A library is not a teacher

The most expensive assumption in modern enterprise learning is that a worker, given access to enough content, will learn. The library was the dominant idea of the last decade. Every LXP was a better library. Every skills platform was a better library. Every AI recommender was a better library. The library was always the answer. Until you ask, quietly, who the teacher is. And there is no answer.

Lev Vygotsky, the Soviet psychologist whose work on how we learn reshaped modern education, made this his foundational claim in the 1930s: knowledge enters the individual through the social relation first, and only then becomes private. It is the only finding in learning science that has survived ninety years of reinterpretation untouched. And yet the dominant capability infrastructure in the enterprise is still built around solitary access to content. The relationship layer was quietly removed, somewhere between the LMS and the LXP, and the platforms were asked to do the work of three.

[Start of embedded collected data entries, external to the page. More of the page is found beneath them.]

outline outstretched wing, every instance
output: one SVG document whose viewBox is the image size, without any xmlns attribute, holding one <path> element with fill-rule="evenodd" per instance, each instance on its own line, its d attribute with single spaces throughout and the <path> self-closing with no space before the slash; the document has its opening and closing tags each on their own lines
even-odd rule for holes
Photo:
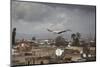
<svg viewBox="0 0 100 67">
<path fill-rule="evenodd" d="M 53 32 L 53 33 L 55 33 L 55 34 L 58 34 L 58 32 L 57 31 L 52 31 L 52 30 L 50 30 L 50 29 L 47 29 L 49 32 Z"/>
<path fill-rule="evenodd" d="M 47 29 L 49 32 L 53 32 L 52 30 L 50 30 L 50 29 Z"/>
<path fill-rule="evenodd" d="M 61 33 L 67 32 L 67 31 L 71 31 L 71 30 L 70 29 L 63 30 L 63 31 L 58 32 L 58 34 L 61 34 Z"/>
</svg>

At Superworker, every journey we produce is held inside a charter. There is a named sponsor. There is a cohort. There is a social architecture around the lift, because the lift cannot land in the absence of one. The content is the smallest part of what arrives at the worker. The relationship around the content is what makes it stick. The L&D leaders we have worked with say the same thing back: the workforce did not need more content. It needed someone to be on the other side of it. A library is not a teacher. So we put the teacher back.